Over the last few weeks, I've been busily making fabric masks for nurses that don't have adequate protective gear. Using the same pattern as the one the nurses requested, I've also made masks for our adult family members to wear when one of us goes grocery shopping.
But as the importance of everyone wearing masks when in public has continued to become more clear, I wanted to make sure every kid in the family has at least one well-fitting mask to wear, just in case we all need to go out for some reason.
The kids had tried on the adult-sized masks for fun, so I already knew the masks I've been making are too large to give a good fit on most little faces. Rather than start from scratch, I decided to adjust the sizing on the mask pattern that I've been making - it's one that was designed by the folks at "Gather Here and Make Something," and is the preferred mask pattern of the medical professionals that I've been sewing masks for.
ALL credit for coming up with this excellent mask pattern goes to those creative folks...this pattern is just a mini-sized version of that one, and for anyone who learns best by watching video, I recommend watching their instruction video on how to sew the adult version of this mask.
How to make a child-sized fabric face mask
Materials
- Tightly-woven cotton fabric (you can get several child-sized masks from one fat quarter)
- 20 inches of ⅛" - ¼" fabric elastic
Step 1
Cut a fabric rectangle 5 ⅕" high x 15" long.
Step 2
On the wrong side of the fabric, draw three horizontal lines across the whole length of the fabric:
- One 1 ½" down from the top edge
- Another 1 ½" up from the bottom edge
- The third line goes straight down the middle - 2 ¾" in from both edges.
Step 3
With an iron, press right sides of the fabric together, along one of the outer lines, creating a strong, crisp crease right on the line that you marked.
Step 4
Repeat with the other outer line. Now both of the lines marked 1 ½" from the long edges should be sharply creased.
Step 5
Now, bring one of the creased outer lines in to meet the line you drew down the center. Press firmly.
Step 6
Repeat with the other crease, bringing it in to the center so that both creases meet on the center line, forming a box pleat. Press well.
Step 7
Now, unfold the fabric, and fold it in half bringing the short sides together, with right sides of fabric together. Pin short edges together, placing pins 2" in from top and bottom of the fabric. (This ends up being just about exactly halfway between the two creases that fall on each side of the center line, as you can see in the photo below. It's ok to skip the exact measuring and just place the pins halfway between the creases, as a time-saving step)
Step 8
Using a ½" seam allowance, stitch short ends of fabric together, first on one side of the pins, then on the other. Leave the space between the pins unstitched (this is going to create a pocket where an optional filter can be placed if desired.) Lock-stitch the beginnings and endings of both of these short seams.
Step 9
Lay out the mask, folded in half, so that the seam is on top, and exactly in the center of the mask. Press open the seam smoothly, taking care not to press the whole mask, just the seam. (You want to preserve those long crease lines that formed the box pleat. A tailor's ham comes in handy for this step if you have one, but if you don't, no sweat - just do your best. I don't have one either.)
Step 10
Now, still with the seam in the center, and with long side edges evenly together, place a pin ⅝" in from each folded end of the mask. Do this on both long edges.

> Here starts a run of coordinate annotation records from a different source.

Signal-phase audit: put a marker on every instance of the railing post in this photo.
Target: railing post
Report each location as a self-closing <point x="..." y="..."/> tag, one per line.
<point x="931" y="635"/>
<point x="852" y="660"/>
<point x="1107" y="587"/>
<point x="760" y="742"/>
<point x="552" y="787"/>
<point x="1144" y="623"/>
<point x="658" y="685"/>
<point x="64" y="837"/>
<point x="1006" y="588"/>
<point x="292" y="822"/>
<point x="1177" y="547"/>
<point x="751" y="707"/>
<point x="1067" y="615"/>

Using a ½" seam allowance, sew both long edges, between the pins. Lock the beginnings and endings of your seams.
Step 11
Using the little open hole in the center seam, turn the mask right side out.
Step 12
Press the long outer edges of the mask - this is a step not included in the original adult mask pattern, but I find this helpful in creating a smooth finished mask.
Also, use a crochet hook or even a pencil to smoothly tuck the unstitched little sections at the corners of the mask. Again, this is not a step included in the original tutorial, but I've found that doing this before stitching the final end seams is really a vital step to ensure the fabric doesn't pucker inside, leading to difficulty stringing the ear elastics through once the mask is finished.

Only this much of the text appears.